3. Sustentação do profeta
A nossa concepção em relação ao sustento dos nossos pastores é a mesma que as primeiras comunidades tinham em relação aos seus pregadores, profetas e mestres.
Por empregar todo o seu tempo na evangelização, o pregador fica dependendo das comunidades por onde passa para sobreviver, daí o compromisso das mesmas comunidades em oferecer parte das coisas destinadas ao seu sustento àqueles que se dedicam totalmente ao anúncio da Palavra de Deus e do Cristo Jesus.
O compromisso da comunidade vai muito além do sustento dos seus agentes, ela deve se empenhar ao máximo para que de fato as necessidades da evangelização sejam todas providas.
Mais uma vez vemos presente na instrução dos apóstolos a lição da caridade: “Onde não tiver profetas, dêem aos pobres”.
4. A celebração dominical
“14,1Reúnam-se no dia do Senhor para partir o pão e agradecer, depois de ter confessado os pecados, para que o sacrifício de vocês seja puro. 2Aquele que está de briga com seu companheiro, não poderá juntar-se a vocês antes de se ter reconciliado, para que o sacrifício que vocês oferecem não seja profanado. 3Esse é o sacrifício do qual o Senhor disse: “Em todo lugar e em todo tempo, seja oferecido um sacrifício puro, porque eu sou um grande rei, diz o Senhor, e o meu nome é admirável entre as nações”. (Didaché 14,1-3). (Cf. Mt 5,23-25; Ml 1,11-14)

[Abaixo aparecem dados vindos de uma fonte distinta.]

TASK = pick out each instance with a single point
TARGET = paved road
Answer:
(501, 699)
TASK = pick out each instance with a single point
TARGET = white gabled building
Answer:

Outra reafirmação da Didaché, agora no que diz respeito à celebração da Eucaristia.
Para os primeiros cristãos, é na Eucaristia que se concretiza o espírito de fraternidade que rege a comunidade, pois ela por si só é celebração da fraternidade. A insistência na confissão dos pecados e na reconciliação é para que a Eucaristia não seja profanada no seu sentido mais profundo. Reconciliação que não deve ser só no momento do culto, mas, em toda vida, pois sem isto a Celebração dominical e a Eucaristia perdem o seu sentido: reunir os filhos de Deus, para o seu louvor.
5. A vivência comunitária
A) Dois modelos de Igreja
A Igreja nascente viu-se diante de dois modelos de Igreja. A comunidade palestinense mais ligada à tradição, onde estavam presentes os apóstolos e os presbíteros; A Didaché lembra este modelo de Igreja. O segundo modelo de Igreja nasceu fora da Palestina e era voltado à missão e as necessidades que dela surgiam, tendo logo a necessidade de servidores para a comunidade, no caso os diáconos, e de supervisores para as diversas comunidades existentes, os bispos; ambos escolhidos de modo democrático, ou seja, pelo povo.
Os diáconos e bispos em geral eram homens sábios e conhecedores do Evangelho, porém, não se sabe dizer com precisão qual eram as suas funções nas comunidades.
A Tradição e missão são dois elementos presentes em toda comunidade cristã, independente do modelo que ela segue nos primeiros séculos do cristianismo, pois a tradição significa fidelidade ao compromisso com o projeto de Jesus, e a missão significa encarnar este projeto, a fim de responder os desafios de cada tempo e lugar. Ou seja, a comunidade precisa ter os olhos fixos no Evangelho e na Vida.
B) Base da vida comunitária: Correção mútua, feita com espírito fraterno. Este constitui o esforço básico da comunidade, pois não é bom viver sozinho e não é fácil viver junto. A Didaché mostra que a comunidade deve levar a sério este preceito, e ser implacável, ao ponto de isolar completamente quem ofendeu o próximo, até que ele aprenda a necessidade da reconciliação;
Expressão da vida cristã: Sua finalidade é sempre o Evangelho de Cristo, e ela deve se exprimir por meio da oração (intimidade com Deus), da esmola (amor ao próximo) e da ação, colaborando para a transformação da sociedade pecadora na comunidade fraterna que Deus quer para seus filhos e filhas.